I began to laugh. It insulted him. I managed to stop laughing.

“Y'ought to be ashamed of yourself. Settin' there laughin' with your brother not cold in his grave. I can sure see you two are brother and sister.”

“That's the trouble with all you damned people who strike out blind. Your fist is packed for an enemy, so you hit the first person who looks like him.” Disgust of the man beside me made me stand up to get away from him.

He looked up at me and studied me for a while as he must have studied Johnny. “You people make me sick. When you spit you hawk coal dust same as us.” He was taking the bandage of wariness and grief and surprise from his eyes, and they showed clear, clean hate—lit up with it—something honest to deal with.

“What got you into it, Jake? What put the chip on your shoulder?” I questioned fast, before he could retreat again.

That curious tenderness of quiet men, even with the hate there, made him get up and put his hand on my shoulder. His grip was viselike.

“Now look here, lady. I'm goin' to tell you. It's too late not to, ain't it?”

“Yeah, it's too late not to.” Our hands had the same shape. Behind us we could hear Number 6 pull out of the station, going west.

“I've about had enough. Here I end up with ten thousand dollars' bail and I ain't never had nuthin' since we sold the farm but a few acres of ridge land and Loretta's womb and Gawd knows ye cain't borry money on that. Looks like a man works hard all his damn life and things are goin' along all but Loretta's womb.”
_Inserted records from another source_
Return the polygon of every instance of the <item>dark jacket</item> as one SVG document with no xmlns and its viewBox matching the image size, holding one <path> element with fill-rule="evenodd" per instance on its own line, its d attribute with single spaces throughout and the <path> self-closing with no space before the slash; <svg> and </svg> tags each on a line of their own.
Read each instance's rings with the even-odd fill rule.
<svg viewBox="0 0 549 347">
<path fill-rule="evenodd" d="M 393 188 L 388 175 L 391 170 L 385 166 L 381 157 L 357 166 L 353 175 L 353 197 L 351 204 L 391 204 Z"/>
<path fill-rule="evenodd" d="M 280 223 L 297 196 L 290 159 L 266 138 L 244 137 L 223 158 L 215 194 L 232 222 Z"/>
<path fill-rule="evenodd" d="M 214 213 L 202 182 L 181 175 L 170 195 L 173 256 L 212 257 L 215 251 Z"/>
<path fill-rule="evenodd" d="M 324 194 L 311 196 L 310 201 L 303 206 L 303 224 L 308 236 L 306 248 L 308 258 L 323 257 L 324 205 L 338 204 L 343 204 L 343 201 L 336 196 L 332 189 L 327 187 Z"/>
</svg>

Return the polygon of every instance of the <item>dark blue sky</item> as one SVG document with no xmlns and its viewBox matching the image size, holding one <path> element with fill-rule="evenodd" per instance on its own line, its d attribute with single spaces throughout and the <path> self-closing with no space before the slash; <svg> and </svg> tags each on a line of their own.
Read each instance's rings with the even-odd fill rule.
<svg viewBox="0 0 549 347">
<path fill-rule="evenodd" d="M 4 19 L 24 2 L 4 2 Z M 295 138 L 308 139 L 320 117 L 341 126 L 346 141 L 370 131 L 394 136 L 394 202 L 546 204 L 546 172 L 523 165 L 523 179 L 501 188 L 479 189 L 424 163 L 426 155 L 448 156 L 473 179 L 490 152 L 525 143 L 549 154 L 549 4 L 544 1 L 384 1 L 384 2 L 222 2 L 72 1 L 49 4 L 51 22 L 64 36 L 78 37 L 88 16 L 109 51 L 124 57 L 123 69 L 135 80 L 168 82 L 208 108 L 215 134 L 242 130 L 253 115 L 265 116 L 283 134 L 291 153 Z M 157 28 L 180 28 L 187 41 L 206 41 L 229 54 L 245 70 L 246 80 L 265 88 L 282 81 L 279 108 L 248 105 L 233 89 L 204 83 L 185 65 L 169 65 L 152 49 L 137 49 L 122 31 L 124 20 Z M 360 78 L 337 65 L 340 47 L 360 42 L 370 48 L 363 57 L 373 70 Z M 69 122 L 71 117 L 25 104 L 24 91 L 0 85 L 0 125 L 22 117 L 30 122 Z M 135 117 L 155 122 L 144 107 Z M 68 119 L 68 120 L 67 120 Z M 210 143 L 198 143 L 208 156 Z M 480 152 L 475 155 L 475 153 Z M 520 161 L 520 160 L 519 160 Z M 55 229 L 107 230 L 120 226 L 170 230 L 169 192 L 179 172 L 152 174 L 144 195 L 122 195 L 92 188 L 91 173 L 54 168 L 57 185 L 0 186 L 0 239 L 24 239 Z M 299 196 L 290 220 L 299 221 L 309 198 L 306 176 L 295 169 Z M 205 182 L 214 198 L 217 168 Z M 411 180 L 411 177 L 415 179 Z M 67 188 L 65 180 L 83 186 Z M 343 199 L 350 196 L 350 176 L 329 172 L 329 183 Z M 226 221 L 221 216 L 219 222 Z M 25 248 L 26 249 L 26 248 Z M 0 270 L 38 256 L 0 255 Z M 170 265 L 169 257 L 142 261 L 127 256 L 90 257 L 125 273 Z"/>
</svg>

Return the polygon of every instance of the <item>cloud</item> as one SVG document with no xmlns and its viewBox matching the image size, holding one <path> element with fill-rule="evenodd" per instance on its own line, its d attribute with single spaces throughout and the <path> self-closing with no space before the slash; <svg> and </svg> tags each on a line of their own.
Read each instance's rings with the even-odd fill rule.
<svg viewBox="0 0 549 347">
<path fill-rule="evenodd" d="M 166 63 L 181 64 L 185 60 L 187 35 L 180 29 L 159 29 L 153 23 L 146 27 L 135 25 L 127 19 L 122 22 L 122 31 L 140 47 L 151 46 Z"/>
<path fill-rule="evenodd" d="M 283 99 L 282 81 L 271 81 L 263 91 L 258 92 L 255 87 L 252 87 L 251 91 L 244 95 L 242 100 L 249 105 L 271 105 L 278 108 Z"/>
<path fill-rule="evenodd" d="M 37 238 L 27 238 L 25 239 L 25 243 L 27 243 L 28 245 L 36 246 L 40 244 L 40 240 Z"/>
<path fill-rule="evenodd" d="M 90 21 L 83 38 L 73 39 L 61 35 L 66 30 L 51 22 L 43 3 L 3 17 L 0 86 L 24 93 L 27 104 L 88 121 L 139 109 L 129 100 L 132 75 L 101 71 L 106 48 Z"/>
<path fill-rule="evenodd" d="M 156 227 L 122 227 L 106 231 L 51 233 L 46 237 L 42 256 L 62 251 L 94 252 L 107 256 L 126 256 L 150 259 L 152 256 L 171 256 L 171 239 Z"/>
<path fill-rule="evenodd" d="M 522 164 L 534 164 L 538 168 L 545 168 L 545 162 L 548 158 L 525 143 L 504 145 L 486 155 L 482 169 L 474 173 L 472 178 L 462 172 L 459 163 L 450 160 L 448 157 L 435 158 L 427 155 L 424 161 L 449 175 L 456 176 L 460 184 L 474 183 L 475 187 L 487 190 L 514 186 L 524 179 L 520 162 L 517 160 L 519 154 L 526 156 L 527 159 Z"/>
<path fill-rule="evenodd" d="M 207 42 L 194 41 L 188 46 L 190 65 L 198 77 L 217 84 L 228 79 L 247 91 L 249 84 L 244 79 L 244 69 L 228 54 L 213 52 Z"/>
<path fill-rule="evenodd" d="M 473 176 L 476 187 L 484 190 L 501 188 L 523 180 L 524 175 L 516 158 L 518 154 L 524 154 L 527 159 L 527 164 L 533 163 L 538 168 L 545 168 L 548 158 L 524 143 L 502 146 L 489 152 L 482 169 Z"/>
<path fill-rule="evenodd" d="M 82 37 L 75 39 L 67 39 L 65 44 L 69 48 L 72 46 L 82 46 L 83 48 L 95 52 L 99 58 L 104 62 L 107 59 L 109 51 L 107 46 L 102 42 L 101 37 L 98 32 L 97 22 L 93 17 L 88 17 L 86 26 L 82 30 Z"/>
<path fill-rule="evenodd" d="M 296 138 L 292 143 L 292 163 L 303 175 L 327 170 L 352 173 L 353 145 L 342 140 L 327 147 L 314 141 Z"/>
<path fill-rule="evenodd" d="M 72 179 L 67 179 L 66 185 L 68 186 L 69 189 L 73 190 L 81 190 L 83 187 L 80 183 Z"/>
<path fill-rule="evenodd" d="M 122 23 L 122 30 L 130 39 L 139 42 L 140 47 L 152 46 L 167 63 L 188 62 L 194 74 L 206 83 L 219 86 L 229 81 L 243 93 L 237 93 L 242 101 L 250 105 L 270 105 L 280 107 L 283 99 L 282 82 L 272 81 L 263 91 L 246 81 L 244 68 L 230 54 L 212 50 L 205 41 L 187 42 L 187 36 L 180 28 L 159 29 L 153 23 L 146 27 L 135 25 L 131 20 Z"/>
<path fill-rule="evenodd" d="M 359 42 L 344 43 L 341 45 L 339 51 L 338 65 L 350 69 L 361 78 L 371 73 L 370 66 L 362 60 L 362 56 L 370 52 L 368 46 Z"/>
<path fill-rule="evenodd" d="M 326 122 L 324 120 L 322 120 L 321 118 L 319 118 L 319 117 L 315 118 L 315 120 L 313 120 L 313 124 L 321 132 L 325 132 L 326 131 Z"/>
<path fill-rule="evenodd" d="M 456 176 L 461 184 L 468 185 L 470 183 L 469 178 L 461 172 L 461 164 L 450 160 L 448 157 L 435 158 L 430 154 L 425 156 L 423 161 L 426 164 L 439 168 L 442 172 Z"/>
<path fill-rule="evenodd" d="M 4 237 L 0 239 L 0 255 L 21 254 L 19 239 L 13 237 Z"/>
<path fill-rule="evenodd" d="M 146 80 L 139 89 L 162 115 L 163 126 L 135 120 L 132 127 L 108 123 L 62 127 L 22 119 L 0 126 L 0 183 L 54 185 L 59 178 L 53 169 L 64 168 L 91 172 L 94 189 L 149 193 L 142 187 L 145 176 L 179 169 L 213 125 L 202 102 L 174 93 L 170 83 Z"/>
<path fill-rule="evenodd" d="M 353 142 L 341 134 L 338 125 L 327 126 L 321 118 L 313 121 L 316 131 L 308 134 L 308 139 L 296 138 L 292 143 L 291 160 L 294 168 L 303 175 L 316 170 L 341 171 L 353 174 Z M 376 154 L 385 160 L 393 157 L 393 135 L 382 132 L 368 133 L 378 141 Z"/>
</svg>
He sat down and folded his hands in his lap and told himself the story, as he seemed to have told it forever, over and over. “Loretta come to Jesus and took to gettin' sick along about the same time. She had fifteen operations, that purty little gal; she come from up around Beulah—Slavish people. Come here in the mines. Ever time she'd get in the hospital she'd get purty as she ever was. Then she'd come home and get drug down again and takin' to goin' to bear witness on Wednesdays, gettin' up there in public tellin' how she had all them operations and come to Jesus and Maw fussin' and fumin' tell her that kind of carryin' on wasn't like no Jesus she ever knowed. They'd fight and argue about Jesus never shut up. Maw is Baptist, and that there womb of Loretta's must'a had a rock in it that couldn't nobody find start in to draggin' her down again, that thing must'a weighed a ton.” He paused long enough to fetch a deep sigh. “Then this July the union ruled you couldn't have no Number 8 for the hospital, unemployed over a year. I been out of work one year last Saturday, that damn Number 8 was all we had worth a red cent. I was a good coal-face man. I been makin' coal up and down this here valley since I was fifteen years old.” He remembered me and accused, “They ain't a damn thing, ain't even that dress on your back didn't come off the coal-face and don't forgit it. You people puttin' on to act high and mighty…”

From his own coal-face all the way down his life he was getting to Johnny. But his voice had dropped so low that what he had to say ran out toward the floor and I had to lean almost into his lap. He didn't even notice, for he was no longer talking to me.

“We're good people. Come from upriver, up around Lacey Creek. Sold out up there. We had to. Even Paw saw that. Automation come in and we read out to move. Ain't nary a thing left now. They done stripped it. We come down here and Paw bought a little piece of property. Old Carver place…I got me another job.”

I could see the hill farm at Beulah, the neglected fall field rippling, the lespedeza, the orchard covey wurtling in the air, before it was all thrown away, stripped down to bedrock like the Catlett place on Lacey Creek, or this man's face, this distant cousin stranger. “You're Mr. Jake Catlett's son,” I told him. “We're kin, a long way back.” He didn't even hear me.